As simulações mostraram que, em altas velocidades, o atrito gera muito calor - mas de forma muito irregular. Apenas regiões isoladas nas superfícies dos dois metais que deslizam um contra o outro ficam em contato, e essas pequenas áreas podem atingir milhares de graus Celsius. No meio, contudo, o que representa a maior área dos dois materiais, a temperatura é muito mais baixa.

Como resultado, pequenas partes da superfície podem derreter e recristalizar uma fração de segundo depois. A camada mais externa do metal é assim drasticamente alterada, mas é precisamente isso que protege as regiões mais profundas do material: Apenas as camadas mais externas sentem o desgaste, com as estruturas cristalinas por baixo sofrendo poucas alterações.

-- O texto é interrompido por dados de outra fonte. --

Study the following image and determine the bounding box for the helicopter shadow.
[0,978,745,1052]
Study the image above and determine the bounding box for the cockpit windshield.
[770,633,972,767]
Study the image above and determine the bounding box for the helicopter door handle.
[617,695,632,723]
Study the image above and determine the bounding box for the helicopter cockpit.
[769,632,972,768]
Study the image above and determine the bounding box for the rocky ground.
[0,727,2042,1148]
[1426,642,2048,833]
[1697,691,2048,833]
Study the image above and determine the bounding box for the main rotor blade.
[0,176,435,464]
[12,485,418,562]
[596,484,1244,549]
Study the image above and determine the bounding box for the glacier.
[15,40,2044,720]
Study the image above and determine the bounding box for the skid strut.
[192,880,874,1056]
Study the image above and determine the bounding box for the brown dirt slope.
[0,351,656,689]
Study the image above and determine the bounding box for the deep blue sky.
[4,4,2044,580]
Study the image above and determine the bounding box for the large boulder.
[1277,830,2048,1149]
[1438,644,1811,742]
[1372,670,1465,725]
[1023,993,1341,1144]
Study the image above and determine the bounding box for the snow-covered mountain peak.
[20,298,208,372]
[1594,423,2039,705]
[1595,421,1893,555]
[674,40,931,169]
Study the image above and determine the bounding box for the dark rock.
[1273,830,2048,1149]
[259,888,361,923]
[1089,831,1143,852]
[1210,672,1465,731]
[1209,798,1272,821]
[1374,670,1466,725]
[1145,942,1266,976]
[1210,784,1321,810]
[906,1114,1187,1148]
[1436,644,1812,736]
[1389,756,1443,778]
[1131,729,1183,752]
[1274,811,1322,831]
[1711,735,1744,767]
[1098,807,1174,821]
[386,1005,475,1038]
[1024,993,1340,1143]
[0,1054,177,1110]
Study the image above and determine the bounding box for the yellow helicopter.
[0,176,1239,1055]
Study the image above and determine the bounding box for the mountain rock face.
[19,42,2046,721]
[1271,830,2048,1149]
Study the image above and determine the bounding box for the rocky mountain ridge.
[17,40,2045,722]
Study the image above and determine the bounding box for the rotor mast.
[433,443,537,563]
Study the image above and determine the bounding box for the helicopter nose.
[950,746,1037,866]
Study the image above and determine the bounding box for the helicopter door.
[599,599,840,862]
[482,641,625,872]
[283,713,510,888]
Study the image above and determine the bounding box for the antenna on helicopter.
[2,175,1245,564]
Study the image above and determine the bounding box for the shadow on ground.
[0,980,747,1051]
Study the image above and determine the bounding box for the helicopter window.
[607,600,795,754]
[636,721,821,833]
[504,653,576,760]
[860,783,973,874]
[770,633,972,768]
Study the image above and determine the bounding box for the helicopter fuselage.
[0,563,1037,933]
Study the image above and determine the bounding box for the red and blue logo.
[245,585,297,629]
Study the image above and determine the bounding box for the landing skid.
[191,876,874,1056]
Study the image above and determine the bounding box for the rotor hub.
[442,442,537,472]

"Onde quer que ocorra atrito em velocidades altas a extremamente altas, será essencial levar isso em consideração daqui por diante," disse Eder, citando rolamentos e transmissões em veículos elétricos e máquinas que retificam superfícies, como tornos e fresadoras, além do fato de que o efeito desempenha um papel na estabilidade dos metais em um acidente automobilístico ou no impacto de pequenas partículas em aeronaves de alta velocidade.